Acknowledgements

For Sonia, Sara, Agnès, Johnny, Camille
\(...\) and the “girls” who make me love the life sciences.

For Alexander

This work would not be imaginable without the R language and environment for statistical computing, the Comprehensive R Archive Network (CRAN) and the Bioconductor project. We thank everyone who has contributed to these projects. Today virtually every statistical algorithm, every imaginable interface for data handling and visualization, and many methods from all over computer science and mathematics are readily accessible through these projects.

We thank JJ Allaire and the RStudio team for making available such a powerful development environment and many useful R packages, which we have greatly enjoyed when writing this book.

We particularly thank the Bioconductor project, started by Robert Gentleman, led by Martin Morgan and powered by its amazing community of developers, for fostering interoperability, scalability and usability of R-based methods for genome-scale data, for making a vast range of biological data and annotation resources easy to work with in R, and for orchestrating collaborative, distributed development – all these aspects are essential for the complex biological data analysis workflows that you will see in this book.

We are grateful to the package developers we have worked with and whose packages play at center stage in the different chapters of this book, including Simon Anders, Ben Callahan, Michael Love, Joey McMurdie, Andrzej Oleś. Trevor Martin was a student in Stats 366 at Stanford in 2012 and co-taught the class with Susan in 2013, 2014 and 2015. As a graduate student in genetics, he brought many of the examples to life and participated in earlier versions of the material we present here. We are thankful for his help and perspective. Teaching assistants for Stats 366 who have helped develop exercises and questions include Austen Head, Haben Michael, Julia Fukuyama, Lan Huong Nguyen, Christof Seiler and Nikolaos Ignatiadis. Their enthusiasm for making interesting quizzes and lab material helped nurture students from a wide range of backgrounds on the arduous journey of approaching challenging new concepts within a computational environment that has tremendous power, yet can also be overwhelming.

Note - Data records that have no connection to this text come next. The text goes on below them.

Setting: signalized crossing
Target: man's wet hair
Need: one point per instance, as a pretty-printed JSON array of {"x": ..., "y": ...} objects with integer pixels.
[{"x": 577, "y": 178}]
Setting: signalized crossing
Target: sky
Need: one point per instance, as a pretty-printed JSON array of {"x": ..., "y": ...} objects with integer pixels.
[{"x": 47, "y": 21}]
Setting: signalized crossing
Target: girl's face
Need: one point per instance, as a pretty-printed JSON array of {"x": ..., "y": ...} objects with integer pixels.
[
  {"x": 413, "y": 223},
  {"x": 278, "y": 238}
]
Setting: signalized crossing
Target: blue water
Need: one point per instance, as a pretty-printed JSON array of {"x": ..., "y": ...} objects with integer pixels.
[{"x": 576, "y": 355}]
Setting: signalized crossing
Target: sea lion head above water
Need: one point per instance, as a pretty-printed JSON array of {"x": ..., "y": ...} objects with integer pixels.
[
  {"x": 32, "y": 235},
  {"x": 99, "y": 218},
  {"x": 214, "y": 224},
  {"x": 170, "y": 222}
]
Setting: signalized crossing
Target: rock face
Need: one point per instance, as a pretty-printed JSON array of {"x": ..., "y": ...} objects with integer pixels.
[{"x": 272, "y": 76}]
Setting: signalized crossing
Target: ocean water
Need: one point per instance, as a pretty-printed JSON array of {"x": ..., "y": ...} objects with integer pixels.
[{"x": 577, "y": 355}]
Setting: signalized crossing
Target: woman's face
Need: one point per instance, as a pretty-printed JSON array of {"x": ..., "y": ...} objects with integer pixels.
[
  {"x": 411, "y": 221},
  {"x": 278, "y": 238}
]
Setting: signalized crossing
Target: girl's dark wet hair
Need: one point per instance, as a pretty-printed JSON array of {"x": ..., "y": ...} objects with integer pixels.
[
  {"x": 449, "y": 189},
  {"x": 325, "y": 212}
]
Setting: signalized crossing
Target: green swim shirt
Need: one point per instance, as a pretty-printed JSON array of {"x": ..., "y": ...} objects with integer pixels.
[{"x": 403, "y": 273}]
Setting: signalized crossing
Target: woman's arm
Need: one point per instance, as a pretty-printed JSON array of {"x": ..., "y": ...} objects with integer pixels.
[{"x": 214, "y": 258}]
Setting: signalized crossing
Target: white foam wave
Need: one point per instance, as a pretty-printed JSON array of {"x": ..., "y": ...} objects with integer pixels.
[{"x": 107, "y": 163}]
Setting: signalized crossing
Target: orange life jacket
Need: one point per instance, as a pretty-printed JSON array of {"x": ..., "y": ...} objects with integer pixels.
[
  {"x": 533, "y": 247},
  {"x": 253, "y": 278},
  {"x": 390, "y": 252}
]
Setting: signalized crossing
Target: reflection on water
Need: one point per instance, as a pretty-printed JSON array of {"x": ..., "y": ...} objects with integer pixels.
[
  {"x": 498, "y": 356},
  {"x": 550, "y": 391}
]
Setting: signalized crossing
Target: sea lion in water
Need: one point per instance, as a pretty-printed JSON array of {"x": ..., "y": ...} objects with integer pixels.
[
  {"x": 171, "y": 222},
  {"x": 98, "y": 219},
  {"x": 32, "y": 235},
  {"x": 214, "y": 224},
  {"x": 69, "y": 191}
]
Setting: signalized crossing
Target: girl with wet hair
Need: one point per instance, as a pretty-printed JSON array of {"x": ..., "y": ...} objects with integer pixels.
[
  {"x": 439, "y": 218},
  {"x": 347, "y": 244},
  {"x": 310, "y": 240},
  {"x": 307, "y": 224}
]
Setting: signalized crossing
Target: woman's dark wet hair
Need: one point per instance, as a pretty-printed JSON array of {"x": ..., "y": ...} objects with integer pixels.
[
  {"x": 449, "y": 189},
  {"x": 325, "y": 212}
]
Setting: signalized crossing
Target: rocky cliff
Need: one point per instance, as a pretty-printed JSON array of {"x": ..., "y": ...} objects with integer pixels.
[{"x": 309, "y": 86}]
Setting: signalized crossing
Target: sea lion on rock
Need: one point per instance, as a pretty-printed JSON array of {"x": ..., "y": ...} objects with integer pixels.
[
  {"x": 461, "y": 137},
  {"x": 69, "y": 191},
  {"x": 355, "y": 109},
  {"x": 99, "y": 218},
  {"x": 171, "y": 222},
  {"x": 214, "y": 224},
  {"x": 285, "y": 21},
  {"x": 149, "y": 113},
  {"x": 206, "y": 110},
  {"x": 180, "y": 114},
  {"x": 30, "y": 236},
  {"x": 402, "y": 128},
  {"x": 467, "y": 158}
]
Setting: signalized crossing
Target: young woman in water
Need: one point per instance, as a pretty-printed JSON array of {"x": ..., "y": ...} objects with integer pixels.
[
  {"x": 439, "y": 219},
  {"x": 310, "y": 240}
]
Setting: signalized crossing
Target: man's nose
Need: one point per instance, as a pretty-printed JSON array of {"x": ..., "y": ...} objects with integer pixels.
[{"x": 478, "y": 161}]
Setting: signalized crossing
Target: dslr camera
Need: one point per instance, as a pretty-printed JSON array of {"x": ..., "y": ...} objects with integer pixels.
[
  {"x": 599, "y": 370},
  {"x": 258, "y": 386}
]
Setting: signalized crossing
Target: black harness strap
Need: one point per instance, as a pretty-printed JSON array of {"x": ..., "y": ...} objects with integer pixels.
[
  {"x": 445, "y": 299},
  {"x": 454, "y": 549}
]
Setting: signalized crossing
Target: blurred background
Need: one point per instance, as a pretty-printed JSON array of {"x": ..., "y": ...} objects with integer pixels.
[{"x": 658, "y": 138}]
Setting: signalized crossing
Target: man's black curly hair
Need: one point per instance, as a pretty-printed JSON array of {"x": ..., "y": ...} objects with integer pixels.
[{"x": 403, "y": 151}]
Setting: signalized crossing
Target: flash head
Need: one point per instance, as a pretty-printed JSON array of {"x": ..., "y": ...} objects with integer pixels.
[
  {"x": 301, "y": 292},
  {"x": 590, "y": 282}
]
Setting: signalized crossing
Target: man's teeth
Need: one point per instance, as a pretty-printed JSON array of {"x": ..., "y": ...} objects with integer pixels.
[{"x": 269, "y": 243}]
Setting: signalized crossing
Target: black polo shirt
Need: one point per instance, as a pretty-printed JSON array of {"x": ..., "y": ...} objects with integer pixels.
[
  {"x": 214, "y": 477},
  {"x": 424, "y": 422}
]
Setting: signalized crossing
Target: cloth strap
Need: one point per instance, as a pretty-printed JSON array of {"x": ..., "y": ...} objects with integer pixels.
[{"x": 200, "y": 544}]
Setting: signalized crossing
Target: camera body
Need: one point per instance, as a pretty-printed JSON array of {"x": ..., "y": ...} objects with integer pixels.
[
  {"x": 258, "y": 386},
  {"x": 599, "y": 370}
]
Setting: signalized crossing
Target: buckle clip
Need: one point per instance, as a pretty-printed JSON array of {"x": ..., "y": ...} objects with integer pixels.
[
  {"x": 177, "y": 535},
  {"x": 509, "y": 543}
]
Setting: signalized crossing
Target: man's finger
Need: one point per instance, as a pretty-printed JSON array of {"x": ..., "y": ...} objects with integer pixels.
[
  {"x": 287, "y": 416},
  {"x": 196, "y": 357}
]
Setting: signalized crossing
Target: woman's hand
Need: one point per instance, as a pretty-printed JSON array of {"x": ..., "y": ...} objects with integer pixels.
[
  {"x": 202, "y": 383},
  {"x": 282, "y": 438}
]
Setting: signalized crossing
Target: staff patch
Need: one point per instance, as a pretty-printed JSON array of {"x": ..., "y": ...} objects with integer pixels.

Many students have provided valuable feedback over the years, and we are grateful for their many questions and quizzical looks that fed our motivation to keep evolving this course. In particular, we have received extensive feedback from Jessica Grembi, Kris Sankaran, Varun Gupta and Chao Jiang.

Mike Smith has made a neat package (msmbstyle) for rendering the aesthetic online HTML version that you are currently perusing. We are very grateful for his help and responsiveness.

We thank Lorraine Garchery for design of the cover art both for the printed and online version.

We thank David Tranah and Diana Gillooly from Cambridge University press for their constant effort helping us to make the book grammatically correct, aesthetically attractive and pedagogically coherent. Much potential for improvement remains, the responsibility for which stays with us.

We thank our family and supporters who have encouraged us and provided feedback on preliminary chapters: David Relman, Alfred Spormann, Catherine Blish, Don Knuth, Persi Diaconis, Gretchen and Barry Mazur, …..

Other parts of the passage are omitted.